A bord du Gwenvidick, la pêche à la « demoiselle » vire à la chasse aux rejets

La langoustine, c’est l’emblème des ports bigoudins. Et d’avril à juillet, la campagne bat son plein. Mais ce secteur est devenu moins rentable, victime des prix du carburant et des normes européennes sur les rejets.

« Elle représente 80% de notre chiffre d’affaires, explique Dominique Faou, artisan-pêcheur, le reste c’est pour le merlu, la sole, la baudroie, le tacaud ou le congre ».

Sur le bateau ce matin-là, deux hommes manoeuvrent pour mettre à l’eau les 12 mètres de filets, pour trois heures de drague avant leur relève.
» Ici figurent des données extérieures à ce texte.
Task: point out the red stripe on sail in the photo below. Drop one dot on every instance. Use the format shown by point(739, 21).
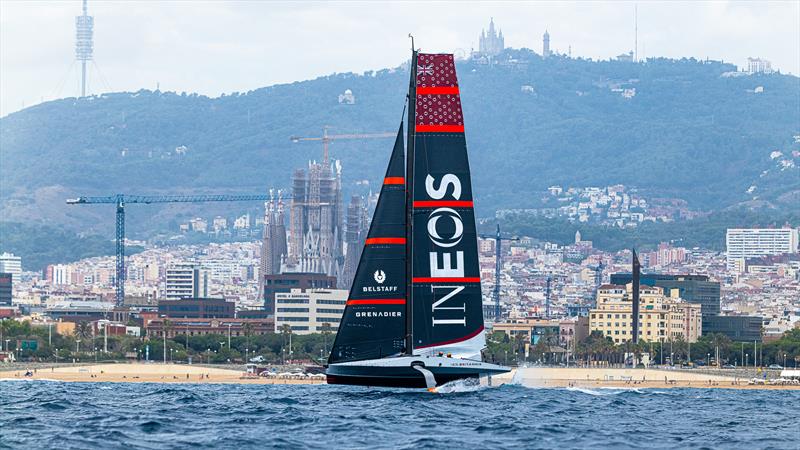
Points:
point(394, 180)
point(376, 241)
point(438, 203)
point(446, 280)
point(439, 128)
point(454, 341)
point(378, 301)
point(432, 90)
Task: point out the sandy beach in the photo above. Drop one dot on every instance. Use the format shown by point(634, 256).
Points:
point(542, 377)
point(538, 377)
point(150, 373)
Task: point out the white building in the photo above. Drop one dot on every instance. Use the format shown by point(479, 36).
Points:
point(62, 275)
point(9, 263)
point(742, 243)
point(306, 310)
point(758, 65)
point(185, 280)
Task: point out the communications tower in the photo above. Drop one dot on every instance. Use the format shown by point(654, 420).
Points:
point(84, 44)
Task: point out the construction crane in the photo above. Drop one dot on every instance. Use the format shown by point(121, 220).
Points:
point(121, 200)
point(328, 138)
point(498, 264)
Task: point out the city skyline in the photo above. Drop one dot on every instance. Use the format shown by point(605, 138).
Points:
point(177, 48)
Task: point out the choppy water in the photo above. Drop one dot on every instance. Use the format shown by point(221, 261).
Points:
point(40, 414)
Et l’opération est répétée 3 à 5 fois par jour, toujours suivie de près par une myriade de goélands criailleurs attirés par l’odeur du poisson.

« La pêche est correcte sans plus », prévient le capitaine, tandis que le contenu du « cul du chalut » est déversé sur le pont envahi par des paquets d’eau, dans le bruit fracassant de treuils et de chaînes.

Rapidement les langoustines sont triées par taille, plongées dans des bacs d’eau de mer pour les garder vivantes.

Le Gwenvidick est ainsi en mer entre 180 et 200 jours par an pour une recette journalière variable: les bons jours 4.000 euros ou plus, les mauvais 300, « même pas de quoi payer le plein de gasoil, alors que le prix du poisson acheté au bateau ne cesse de dégringoler », s’inquiète M. Faou.

Sans compter les directives de Bruxelles que Patrice Donnart, président de Pêcheurs de Bretagne, compare à « un rouleau compresseur ». « A peine le temps de se mettre en conformité avec une norme, qu’une nouvelle encore plus tracassière vient réglementer notre activité ».

En ligne de mire : celle sur les rejets, ces poissons remontés dans les filets mais remis à l’eau, parfois morts, car trop petits, hors quotas, ou pas intéressants.

Mieux vaut trier sur le fond que sur le pont

Bruxelles veut limiter ces rejets à 5% des volumes pêchés à partir de 2014 contre 26% actuellement en France, selon l’Ifremer.

Et l’étude Obsmer, menée par cet institut de recherche sur la mer, montre que les chalutiers rejettent plus que les palangriers ou fileyeurs.

Et que les flottilles côtières, loin devant les flottilles hauturières, sont les mauvaises élèves des rejets. Pour certaines pêches, cela peut représenter jusqu’à la moitié des captures.

Il est ainsi reproché aux professionnels de la langoustine de remonter de trop petits merlus avec les langoustines.

« Les pêcheurs ont déjà fait énormément de concessions pour une pêche durable et responsable », assure M. Donnart, notamment « pour améliorer la sélectivité des engins de pêche ».

Aujourd’hui, les chalutiers travaillent avec un maillage de filet de 80 millimètres pour éviter de remonter les espèces juvéniles. La réglementation française a par ailleurs fixé à 9 centimètres la taille minimum pour la capture de la langoustine, soit 2 cm de plus que celle imposée par les textes communautaires.

« Mieux vaut trier sur le fond que sur le pont », reconnaît le patron du Gwenvidick. Mais, pour les professionnels, la prochaine réglementation à 5% des volumes pêchés apparaît souvent « déconnectée de la réalité ».

Selon le ministre de la Mer et de la Pêche, Frédéric Cuvillier, elle ne pourra être mise en place sans tenir compte des spécificités des pêches, des flottilles et de leur ancienneté.

Aider les pêcheurs à préserver la ressource suppose notamment une meilleure sélectivité de leurs engins de pêche.

A ce titre, le ministre a réitéré son souhait d’une adoption la plus rapide possible du Fonds européen des affaires maritimes et de la pêche (FEAMP), l’instrument financier de la Politique commune de la pêche.